Lena WernerSPD - Regierungserklärung zum außerordentlichen EU-Rat
Sehr geehrter Herr Präsident! Sehr geehrte Damen und Herren! Liebe Kolleginnen und Kollegen! Seit der russischen Invasion der Ukraine vor fast einem Jahr befinden wir uns in Europa und der Welt in einer Ausnahmesituation. Diese Zeitenwende hat uns alle vor Herausforderungen gestellt. In dieser Zeit war und ist es unerlässlich, dass wir zusammen mit unseren europäischen Partnern handeln, uns den Herausforderungen gemeinsam stellen und die Transformation der Wirtschaft gemeinsam weiter vorantreiben.
(Beifall bei der SPD sowie des Abg. Dr. Anton Hofreiter [BÜNDNIS 90/DIE GRÜNEN])

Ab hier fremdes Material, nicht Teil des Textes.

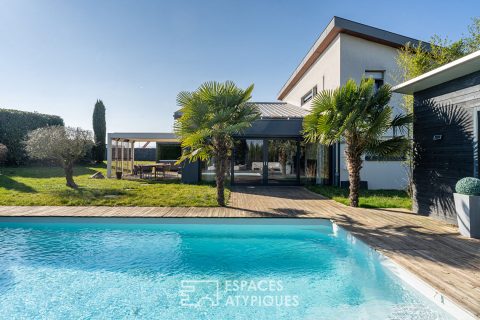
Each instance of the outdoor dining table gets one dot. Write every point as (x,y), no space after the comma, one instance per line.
(156,168)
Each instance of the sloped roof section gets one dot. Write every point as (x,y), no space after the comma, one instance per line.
(340,25)
(282,110)
(450,71)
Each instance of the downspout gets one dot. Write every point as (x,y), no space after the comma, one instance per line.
(338,164)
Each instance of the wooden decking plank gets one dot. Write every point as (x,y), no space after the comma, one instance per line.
(431,249)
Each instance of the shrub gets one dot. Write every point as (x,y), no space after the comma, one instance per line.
(14,127)
(3,153)
(468,186)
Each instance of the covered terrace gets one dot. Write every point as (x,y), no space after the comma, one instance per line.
(121,148)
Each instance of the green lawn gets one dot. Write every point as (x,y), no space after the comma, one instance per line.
(368,198)
(25,186)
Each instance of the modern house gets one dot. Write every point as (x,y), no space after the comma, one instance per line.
(272,150)
(445,132)
(349,50)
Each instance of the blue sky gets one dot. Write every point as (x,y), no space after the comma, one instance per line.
(59,57)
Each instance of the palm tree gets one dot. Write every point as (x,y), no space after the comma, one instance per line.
(360,116)
(211,115)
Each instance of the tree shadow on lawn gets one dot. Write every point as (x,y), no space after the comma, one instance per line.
(91,193)
(41,172)
(10,184)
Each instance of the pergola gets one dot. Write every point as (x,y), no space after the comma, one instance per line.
(121,147)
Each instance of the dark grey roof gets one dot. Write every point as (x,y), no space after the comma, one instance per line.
(280,110)
(340,25)
(272,110)
(445,73)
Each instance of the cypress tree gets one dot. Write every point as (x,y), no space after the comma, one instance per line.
(99,131)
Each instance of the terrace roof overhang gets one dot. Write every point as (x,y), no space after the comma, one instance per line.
(166,137)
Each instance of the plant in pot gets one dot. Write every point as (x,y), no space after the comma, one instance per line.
(467,205)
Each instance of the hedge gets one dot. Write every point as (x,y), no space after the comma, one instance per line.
(14,127)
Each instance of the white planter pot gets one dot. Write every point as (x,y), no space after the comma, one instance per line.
(468,214)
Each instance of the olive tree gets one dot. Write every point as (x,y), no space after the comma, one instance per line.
(65,145)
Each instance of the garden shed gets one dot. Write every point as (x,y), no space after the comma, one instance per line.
(445,133)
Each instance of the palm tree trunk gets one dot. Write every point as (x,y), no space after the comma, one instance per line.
(220,170)
(68,168)
(354,165)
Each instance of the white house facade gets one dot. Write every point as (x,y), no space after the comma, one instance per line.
(349,50)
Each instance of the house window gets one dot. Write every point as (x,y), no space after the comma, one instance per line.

Der russische Angriffskrieg hat tiefgreifende Auswirkungen auf unser Wirtschaftssystem und die Energiesicherheit Europas und der Welt. Man kann sich unsere Wirtschaft wie ein Haus vorstellen. Dieses Haus steht auf einem soliden Fundament; aber wir haben es in den letzten Jahren immer weiter mit günstigem russischem Gas als Bausubstanz nach oben ausgebaut. Diese Bausubstanz ist jetzt marode geworden und muss erneuert werden.
(Zuruf des Abg. Martin Reichardt [AfD])
Deswegen waren die EU, die Bundesregierung und wir als Parlament gefragt, zu sanieren und eine neue Bausubstanz zu schaffen, um unser Haus, also die deutsche und europäische Wirtschaft, zu stabilisieren.

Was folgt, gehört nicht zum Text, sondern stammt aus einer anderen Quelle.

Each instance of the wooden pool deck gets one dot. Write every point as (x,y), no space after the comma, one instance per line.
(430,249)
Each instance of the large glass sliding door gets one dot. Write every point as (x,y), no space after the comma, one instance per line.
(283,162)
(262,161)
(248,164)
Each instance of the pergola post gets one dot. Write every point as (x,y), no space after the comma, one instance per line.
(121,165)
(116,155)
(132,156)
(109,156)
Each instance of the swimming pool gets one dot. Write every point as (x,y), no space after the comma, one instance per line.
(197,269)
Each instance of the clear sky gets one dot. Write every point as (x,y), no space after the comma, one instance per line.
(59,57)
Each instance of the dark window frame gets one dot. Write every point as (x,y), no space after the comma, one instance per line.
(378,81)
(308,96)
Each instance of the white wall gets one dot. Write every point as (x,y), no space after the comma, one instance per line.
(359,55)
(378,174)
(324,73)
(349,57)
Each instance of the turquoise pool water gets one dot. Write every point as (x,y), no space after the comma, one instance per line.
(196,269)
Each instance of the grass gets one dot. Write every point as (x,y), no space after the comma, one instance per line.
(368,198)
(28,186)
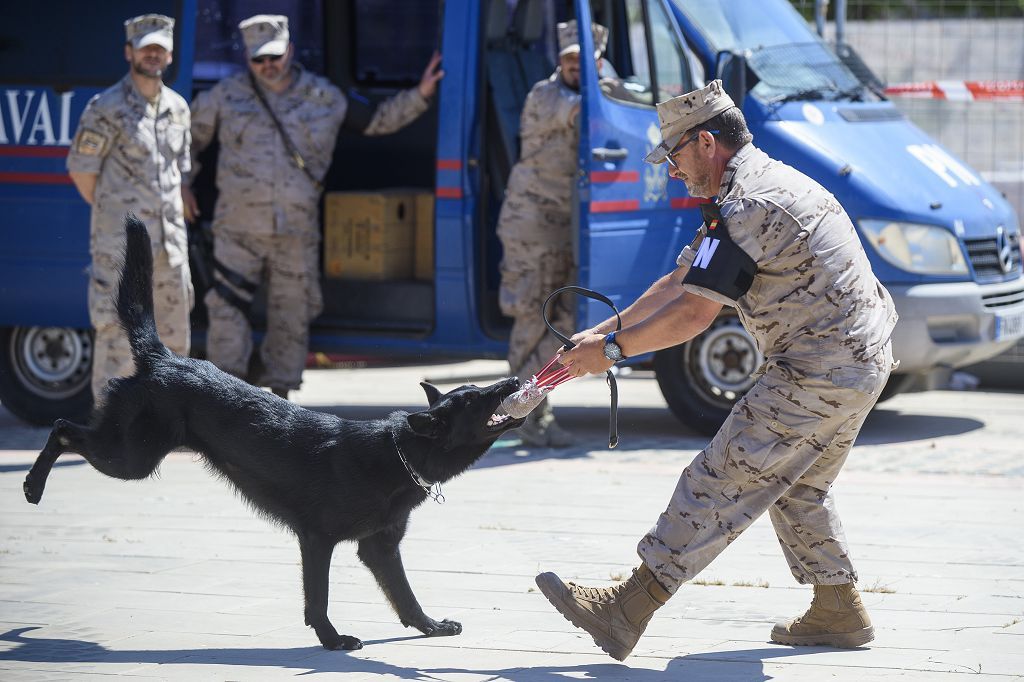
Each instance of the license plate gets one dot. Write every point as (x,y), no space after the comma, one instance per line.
(1010,326)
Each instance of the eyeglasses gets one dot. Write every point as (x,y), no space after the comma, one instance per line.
(683,143)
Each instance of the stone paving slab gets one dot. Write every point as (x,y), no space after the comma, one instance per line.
(174,578)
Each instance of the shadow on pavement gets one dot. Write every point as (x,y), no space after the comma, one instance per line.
(891,426)
(639,428)
(747,665)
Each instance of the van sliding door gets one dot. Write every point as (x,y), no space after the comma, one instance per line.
(633,222)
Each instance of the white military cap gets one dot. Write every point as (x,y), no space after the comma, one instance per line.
(568,38)
(150,30)
(265,34)
(683,113)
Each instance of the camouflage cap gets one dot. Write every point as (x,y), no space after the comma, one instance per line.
(683,113)
(568,38)
(150,30)
(265,34)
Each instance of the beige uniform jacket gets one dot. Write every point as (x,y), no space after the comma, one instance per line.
(261,189)
(140,153)
(548,156)
(814,297)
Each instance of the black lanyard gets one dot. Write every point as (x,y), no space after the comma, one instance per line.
(609,377)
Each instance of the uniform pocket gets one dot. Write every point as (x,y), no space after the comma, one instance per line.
(768,428)
(175,137)
(861,379)
(518,295)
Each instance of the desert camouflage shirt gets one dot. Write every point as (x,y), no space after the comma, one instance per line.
(814,296)
(261,189)
(548,156)
(139,151)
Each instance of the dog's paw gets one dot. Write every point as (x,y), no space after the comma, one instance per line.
(341,642)
(33,491)
(442,629)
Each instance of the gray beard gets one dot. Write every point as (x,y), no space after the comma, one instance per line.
(139,70)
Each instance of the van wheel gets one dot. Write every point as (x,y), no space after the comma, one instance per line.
(702,378)
(45,373)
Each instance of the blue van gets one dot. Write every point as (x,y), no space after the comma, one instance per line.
(944,242)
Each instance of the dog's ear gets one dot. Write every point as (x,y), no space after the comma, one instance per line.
(426,424)
(432,393)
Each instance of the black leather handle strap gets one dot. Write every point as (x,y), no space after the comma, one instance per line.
(609,377)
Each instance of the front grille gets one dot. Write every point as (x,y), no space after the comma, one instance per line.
(985,259)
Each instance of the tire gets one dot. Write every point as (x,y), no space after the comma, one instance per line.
(45,373)
(702,378)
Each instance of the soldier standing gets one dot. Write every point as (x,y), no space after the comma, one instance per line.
(129,153)
(780,249)
(276,125)
(536,222)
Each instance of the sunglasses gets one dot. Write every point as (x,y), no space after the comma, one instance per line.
(683,143)
(265,57)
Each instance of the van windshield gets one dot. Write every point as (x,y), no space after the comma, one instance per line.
(788,58)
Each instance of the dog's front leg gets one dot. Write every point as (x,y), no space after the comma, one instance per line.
(380,553)
(316,553)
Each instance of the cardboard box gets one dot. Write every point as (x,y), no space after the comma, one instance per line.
(369,236)
(423,267)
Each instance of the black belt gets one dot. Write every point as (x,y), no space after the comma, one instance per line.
(609,377)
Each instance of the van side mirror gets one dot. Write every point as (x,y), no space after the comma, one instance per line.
(731,68)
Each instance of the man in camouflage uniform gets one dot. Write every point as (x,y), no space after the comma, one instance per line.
(266,220)
(781,250)
(129,153)
(536,224)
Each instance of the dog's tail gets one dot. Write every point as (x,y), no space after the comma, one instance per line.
(135,294)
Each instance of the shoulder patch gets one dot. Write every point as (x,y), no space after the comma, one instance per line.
(90,142)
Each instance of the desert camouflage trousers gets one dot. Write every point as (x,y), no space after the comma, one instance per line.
(289,264)
(779,450)
(537,259)
(172,300)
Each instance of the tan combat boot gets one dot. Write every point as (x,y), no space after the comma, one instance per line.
(614,616)
(837,617)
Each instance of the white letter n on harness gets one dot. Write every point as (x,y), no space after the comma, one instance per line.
(705,252)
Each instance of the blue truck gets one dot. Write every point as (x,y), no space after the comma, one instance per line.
(944,242)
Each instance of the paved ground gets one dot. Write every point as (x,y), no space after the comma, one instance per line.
(175,579)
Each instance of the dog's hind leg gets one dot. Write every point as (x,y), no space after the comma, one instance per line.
(316,552)
(380,553)
(65,437)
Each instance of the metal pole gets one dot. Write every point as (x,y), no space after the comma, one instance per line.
(840,22)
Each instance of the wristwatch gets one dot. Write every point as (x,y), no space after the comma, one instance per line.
(611,349)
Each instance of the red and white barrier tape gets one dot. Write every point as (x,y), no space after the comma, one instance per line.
(960,90)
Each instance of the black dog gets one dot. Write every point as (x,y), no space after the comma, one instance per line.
(326,478)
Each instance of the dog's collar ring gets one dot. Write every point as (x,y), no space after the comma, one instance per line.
(433,489)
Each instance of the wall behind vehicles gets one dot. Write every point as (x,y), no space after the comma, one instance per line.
(948,44)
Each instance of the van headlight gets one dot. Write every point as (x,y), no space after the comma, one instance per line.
(915,248)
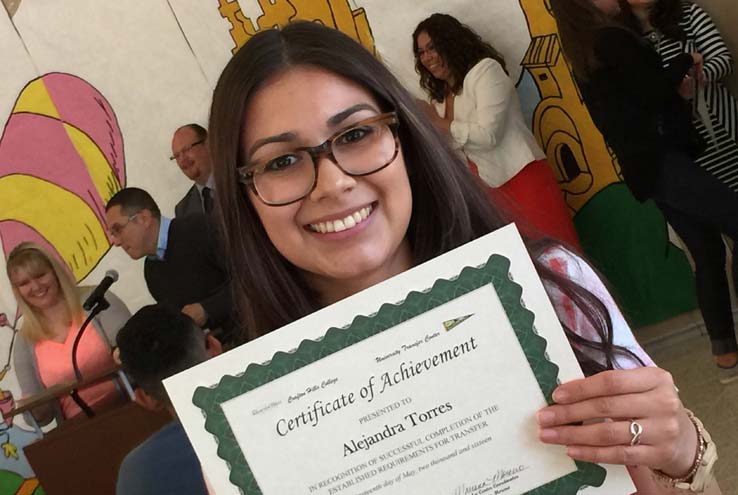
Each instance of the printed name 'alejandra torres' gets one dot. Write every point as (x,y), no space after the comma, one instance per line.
(411,420)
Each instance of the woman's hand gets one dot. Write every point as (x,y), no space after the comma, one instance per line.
(668,441)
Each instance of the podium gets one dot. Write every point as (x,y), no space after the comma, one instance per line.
(82,455)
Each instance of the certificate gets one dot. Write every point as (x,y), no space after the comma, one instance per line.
(435,392)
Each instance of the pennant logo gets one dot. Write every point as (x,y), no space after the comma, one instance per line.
(448,325)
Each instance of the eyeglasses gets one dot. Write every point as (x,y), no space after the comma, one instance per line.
(185,150)
(116,229)
(365,148)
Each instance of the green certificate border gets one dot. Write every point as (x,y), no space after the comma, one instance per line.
(495,272)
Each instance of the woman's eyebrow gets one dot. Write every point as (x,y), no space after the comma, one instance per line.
(278,138)
(344,114)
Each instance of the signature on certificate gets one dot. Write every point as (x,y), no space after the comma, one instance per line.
(497,483)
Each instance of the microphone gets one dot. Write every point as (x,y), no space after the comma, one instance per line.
(99,293)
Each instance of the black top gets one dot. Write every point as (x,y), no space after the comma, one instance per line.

Die neue Substanz besteht zu einem großen Teil aus den Entlastungen, die die Bundesregierung für Privatpersonen, KMUs und die Industrie geschaffen hat, nämlich über die Mittel aus dem Wirtschaftsstabilisierungsfonds, die Energiepreisbremsen, Härtefallfonds und Einmalzahlungen. Auch die EU wird mit der europäischen Industriestrategie zur Stabilisierung dieser Substanz beitragen. Daher begrüßen wir, dass die nicht abgerufenen Gelder aus dem „Next Generation EU“-Fonds umgewidmet und zur Förderung einer wettbewerbsfähigen und nachhaltigen Industrie investiert werden. Gleichzeitig brauchen wir aber auch ein Update des europäischen Beihilferechts, Bürokratieabbau und schnellere Genehmigungsverfahren.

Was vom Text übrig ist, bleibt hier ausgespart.